When we find a satisfying assignment, we'd like to print it.

printAssignment :: M.Map Var Double -> IO ()
printAssignment vars = void (flip M.traverseWithKey vars $ \k v -> printf "%s is %s\n" (show k) (sign_ v))
  where
    sign_ v = show (v >= 0.5)

Finally, we'd like to attempt to solve the 3SAT problem provided on stdin.

solve :: Problem -> IO ()
solve problem = do
  result <- runAppM (program problem)
  case result of
    Nothing -> putStrLn "Unsatisfiable"
    Just vars -> do
      putStrLn "Satisfiable"
      printAssignment vars

main :: IO ()
main = do
  eProblem <- parseProblem <$> TIO.getContents
  case eProblem of
    Left err -> TIO.putStrLn err
    Right problem -> solve problem

Examples of use

First, we should verify that the set of empty clauses is satisfiable:

$ ./result/bin/3sat < /dev/null
Satisfiable

So far, so good.
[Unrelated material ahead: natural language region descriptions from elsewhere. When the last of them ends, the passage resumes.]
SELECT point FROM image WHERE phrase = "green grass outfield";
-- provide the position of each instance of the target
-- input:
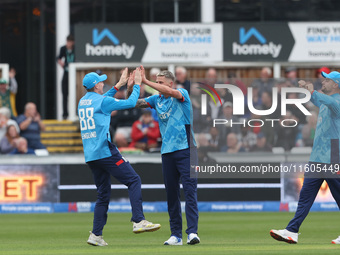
(220, 233)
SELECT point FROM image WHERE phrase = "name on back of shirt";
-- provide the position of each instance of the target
(85, 102)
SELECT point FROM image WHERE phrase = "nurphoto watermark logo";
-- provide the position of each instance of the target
(239, 100)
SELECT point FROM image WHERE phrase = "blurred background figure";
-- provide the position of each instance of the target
(318, 82)
(8, 91)
(291, 75)
(246, 137)
(145, 132)
(233, 144)
(211, 77)
(153, 76)
(21, 147)
(5, 121)
(66, 56)
(181, 78)
(214, 141)
(233, 80)
(261, 144)
(31, 125)
(7, 143)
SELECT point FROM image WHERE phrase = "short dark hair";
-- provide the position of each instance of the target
(167, 74)
(70, 38)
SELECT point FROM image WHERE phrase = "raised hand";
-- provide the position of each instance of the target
(138, 76)
(123, 78)
(143, 74)
(131, 80)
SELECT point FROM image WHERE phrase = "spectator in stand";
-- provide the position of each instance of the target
(145, 132)
(291, 75)
(286, 136)
(233, 145)
(261, 144)
(31, 125)
(246, 137)
(211, 77)
(308, 130)
(181, 78)
(7, 143)
(21, 147)
(8, 92)
(318, 82)
(232, 79)
(5, 121)
(264, 83)
(66, 56)
(268, 130)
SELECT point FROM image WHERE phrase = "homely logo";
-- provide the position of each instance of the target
(261, 48)
(239, 102)
(117, 49)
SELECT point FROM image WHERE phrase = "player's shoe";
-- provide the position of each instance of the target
(284, 235)
(173, 240)
(336, 241)
(145, 226)
(193, 239)
(96, 240)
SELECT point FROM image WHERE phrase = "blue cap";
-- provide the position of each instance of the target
(334, 76)
(91, 79)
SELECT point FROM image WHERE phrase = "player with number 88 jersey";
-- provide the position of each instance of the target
(104, 159)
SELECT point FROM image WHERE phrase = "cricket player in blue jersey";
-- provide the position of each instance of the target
(104, 159)
(325, 157)
(179, 154)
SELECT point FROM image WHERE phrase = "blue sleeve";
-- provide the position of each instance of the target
(111, 92)
(185, 95)
(151, 100)
(318, 99)
(110, 104)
What about our trivial example we've been working with,

$$ (x \lor y \lor \lnot z) \land (x \lor y \lor z) $$

Note that setting either $x$ or $y$ to true solves both clauses. We find

$ echo -e "x y -z\nx y z" | ./result/bin/3sat
Satisfiable
Var "x" is True
Var "y" is False
Var "z" is False

as expected. What about an unsatisfiable instance?